From df0471d2696fa9336ec9c3486e5794d4cdabeb05 Mon Sep 17 00:00:00 2001
From: Christian Tzolov <ctzolov@vmware.com>
Date: Tue, 15 Oct 2024 15:49:12 +0200
Subject: [PATCH] Add Spring AI document readers to initializr

 - Include Markdown, Tika, and PDF document readers
 - Add descriptions and reference links for each reader
 - Set Spring AI BOM and disable starters for new entries

See gh-1619
---
 start-site/src/main/resources/application.yml | 30 +++++++++++++++++++
 1 file changed, 30 insertions(+)

diff --git a/start-site/src/main/resources/application.yml b/start-site/src/main/resources/application.yml
index 8438d4499a..98952e2c72 100644
--- a/start-site/src/main/resources/application.yml
+++ b/start-site/src/main/resources/application.yml
@@ -1678,6 +1678,36 @@ initializr:
           links:
             - rel: reference
               href: https://docs.spring.io/spring-ai/reference/api/vectordbs/weaviate.html
+        - name: Markdown Document Reader
+          id: spring-ai-markdown-document-reader
+          group-id: org.springframework.ai
+          artifact-id: spring-ai-markdown-document-reader
+          description: Spring AI Markdown document reader.
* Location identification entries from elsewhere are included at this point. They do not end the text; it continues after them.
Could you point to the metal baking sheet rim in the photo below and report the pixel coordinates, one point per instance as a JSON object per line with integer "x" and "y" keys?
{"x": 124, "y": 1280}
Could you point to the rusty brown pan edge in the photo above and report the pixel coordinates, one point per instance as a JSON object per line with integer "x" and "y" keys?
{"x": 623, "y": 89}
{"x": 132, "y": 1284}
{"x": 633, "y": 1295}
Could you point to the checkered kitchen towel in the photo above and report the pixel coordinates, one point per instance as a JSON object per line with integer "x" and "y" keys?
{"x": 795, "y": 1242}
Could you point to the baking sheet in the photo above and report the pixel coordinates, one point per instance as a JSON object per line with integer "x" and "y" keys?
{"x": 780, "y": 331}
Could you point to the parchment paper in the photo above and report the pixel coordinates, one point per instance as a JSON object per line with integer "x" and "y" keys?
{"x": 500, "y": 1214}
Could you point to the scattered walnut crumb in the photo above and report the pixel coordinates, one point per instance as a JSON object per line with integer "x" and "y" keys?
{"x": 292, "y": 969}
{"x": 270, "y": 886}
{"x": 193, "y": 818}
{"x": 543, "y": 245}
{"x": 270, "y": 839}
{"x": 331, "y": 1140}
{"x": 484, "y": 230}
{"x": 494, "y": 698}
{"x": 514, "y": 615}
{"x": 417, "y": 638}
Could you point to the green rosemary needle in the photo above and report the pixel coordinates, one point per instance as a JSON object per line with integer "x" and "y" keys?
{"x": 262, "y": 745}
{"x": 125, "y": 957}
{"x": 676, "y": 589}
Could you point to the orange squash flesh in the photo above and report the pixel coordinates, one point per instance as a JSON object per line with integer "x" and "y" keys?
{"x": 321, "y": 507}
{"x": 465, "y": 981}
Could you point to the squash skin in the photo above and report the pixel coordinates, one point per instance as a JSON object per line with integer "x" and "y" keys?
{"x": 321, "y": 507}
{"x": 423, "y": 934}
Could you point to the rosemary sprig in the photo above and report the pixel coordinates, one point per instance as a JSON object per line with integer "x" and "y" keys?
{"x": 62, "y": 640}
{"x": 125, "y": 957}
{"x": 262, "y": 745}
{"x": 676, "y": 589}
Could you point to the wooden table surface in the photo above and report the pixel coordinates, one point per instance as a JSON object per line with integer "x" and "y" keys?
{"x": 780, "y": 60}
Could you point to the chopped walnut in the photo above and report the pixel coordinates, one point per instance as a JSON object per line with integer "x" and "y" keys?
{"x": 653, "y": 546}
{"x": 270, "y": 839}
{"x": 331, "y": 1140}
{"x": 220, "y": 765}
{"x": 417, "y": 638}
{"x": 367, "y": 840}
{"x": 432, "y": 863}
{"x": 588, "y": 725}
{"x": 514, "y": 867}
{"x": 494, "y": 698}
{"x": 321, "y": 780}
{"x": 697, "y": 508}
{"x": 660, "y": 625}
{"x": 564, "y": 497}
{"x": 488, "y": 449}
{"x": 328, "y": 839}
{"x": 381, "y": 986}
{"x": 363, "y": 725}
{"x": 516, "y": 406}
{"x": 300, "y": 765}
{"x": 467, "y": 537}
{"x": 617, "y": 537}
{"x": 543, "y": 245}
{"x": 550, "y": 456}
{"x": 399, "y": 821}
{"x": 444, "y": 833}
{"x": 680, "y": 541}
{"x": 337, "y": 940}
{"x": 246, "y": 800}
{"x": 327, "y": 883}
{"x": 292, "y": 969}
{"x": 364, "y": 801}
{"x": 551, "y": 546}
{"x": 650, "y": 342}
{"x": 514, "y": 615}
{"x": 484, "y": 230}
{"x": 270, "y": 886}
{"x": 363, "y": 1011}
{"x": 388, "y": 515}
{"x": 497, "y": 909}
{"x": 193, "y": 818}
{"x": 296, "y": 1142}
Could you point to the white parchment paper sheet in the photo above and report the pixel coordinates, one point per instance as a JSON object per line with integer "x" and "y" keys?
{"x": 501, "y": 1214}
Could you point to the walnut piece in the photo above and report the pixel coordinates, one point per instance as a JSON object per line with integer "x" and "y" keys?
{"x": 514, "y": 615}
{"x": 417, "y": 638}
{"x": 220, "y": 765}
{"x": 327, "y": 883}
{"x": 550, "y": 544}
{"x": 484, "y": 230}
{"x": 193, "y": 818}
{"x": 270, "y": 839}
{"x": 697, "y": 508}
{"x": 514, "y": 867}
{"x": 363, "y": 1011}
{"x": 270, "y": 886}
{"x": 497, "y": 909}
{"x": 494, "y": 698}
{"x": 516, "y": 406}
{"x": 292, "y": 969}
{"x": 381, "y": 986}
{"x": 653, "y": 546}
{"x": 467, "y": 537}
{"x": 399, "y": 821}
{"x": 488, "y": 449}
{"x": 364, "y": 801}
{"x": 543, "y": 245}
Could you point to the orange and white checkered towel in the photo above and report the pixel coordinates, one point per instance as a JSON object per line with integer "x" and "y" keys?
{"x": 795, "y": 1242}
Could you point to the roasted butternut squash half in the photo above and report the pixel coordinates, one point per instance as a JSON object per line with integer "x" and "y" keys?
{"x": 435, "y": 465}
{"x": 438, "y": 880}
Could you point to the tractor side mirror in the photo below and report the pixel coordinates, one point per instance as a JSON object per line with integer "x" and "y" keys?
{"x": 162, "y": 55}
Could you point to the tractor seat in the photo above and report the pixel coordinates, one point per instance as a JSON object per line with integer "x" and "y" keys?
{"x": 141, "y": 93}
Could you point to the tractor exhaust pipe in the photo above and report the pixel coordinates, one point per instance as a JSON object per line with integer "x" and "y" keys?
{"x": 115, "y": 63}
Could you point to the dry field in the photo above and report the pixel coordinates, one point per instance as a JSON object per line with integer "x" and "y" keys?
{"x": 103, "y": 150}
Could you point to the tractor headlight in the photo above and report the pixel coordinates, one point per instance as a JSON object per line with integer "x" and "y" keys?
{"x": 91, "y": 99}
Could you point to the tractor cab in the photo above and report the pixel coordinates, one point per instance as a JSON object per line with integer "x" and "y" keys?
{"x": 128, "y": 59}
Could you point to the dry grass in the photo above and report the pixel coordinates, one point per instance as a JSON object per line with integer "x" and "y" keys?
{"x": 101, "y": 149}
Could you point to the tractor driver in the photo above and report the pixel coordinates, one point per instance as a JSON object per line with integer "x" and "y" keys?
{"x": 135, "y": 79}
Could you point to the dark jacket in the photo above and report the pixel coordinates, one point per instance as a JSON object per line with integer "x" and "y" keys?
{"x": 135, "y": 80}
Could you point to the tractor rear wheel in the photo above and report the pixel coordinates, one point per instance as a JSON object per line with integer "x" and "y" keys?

It allows to load Markdown documents, converting them into a list of Spring AI Document objects.          
+          bom: spring-ai
+          starter: false
+          links:
+            - rel: reference
+              href: https://docs.spring.io/spring-ai/reference/api/etl-pipeline.html#_markdown
+        - name: Tika Document Reader
+          id: spring-ai-tika-document-reader
+          group-id: org.springframework.ai
+          artifact-id: spring-ai-tika-document-reader
+          description: Spring AI Tika document reader. It uses Apache Tika to extract text from a variety of document formats, such as PDF, DOC/DOCX, PPT/PPTX, and HTML. and converting them into a list of Spring AI Document objects.          
+          bom: spring-ai
+          starter: false
+          links:
+            - rel: reference
+              href: https://docs.spring.io/spring-ai/reference/api/etl-pipeline.html#_tika_docx_pptx_html
+        - name: PDF Document Readers
+          id: spring-ai-pdf-document-reader
+          group-id: org.springframework.ai
+          artifact-id: spring-ai-pdf-document-reader
+          description: Spring AI PDF document readers. It uses Apache PdfBox to extract text from PDF documents and converting them into a list of Spring AI Document objects.          
+          bom: spring-ai
+          starter: false
+          links:
+            - rel: reference
+              href: https://docs.spring.io/spring-ai/reference/api/etl-pipeline.html#_pdf_page
         - name: Timefold Solver
           id: timefold-solver
           compatibilityRange: "[3.2.0,3.4.0-M1)"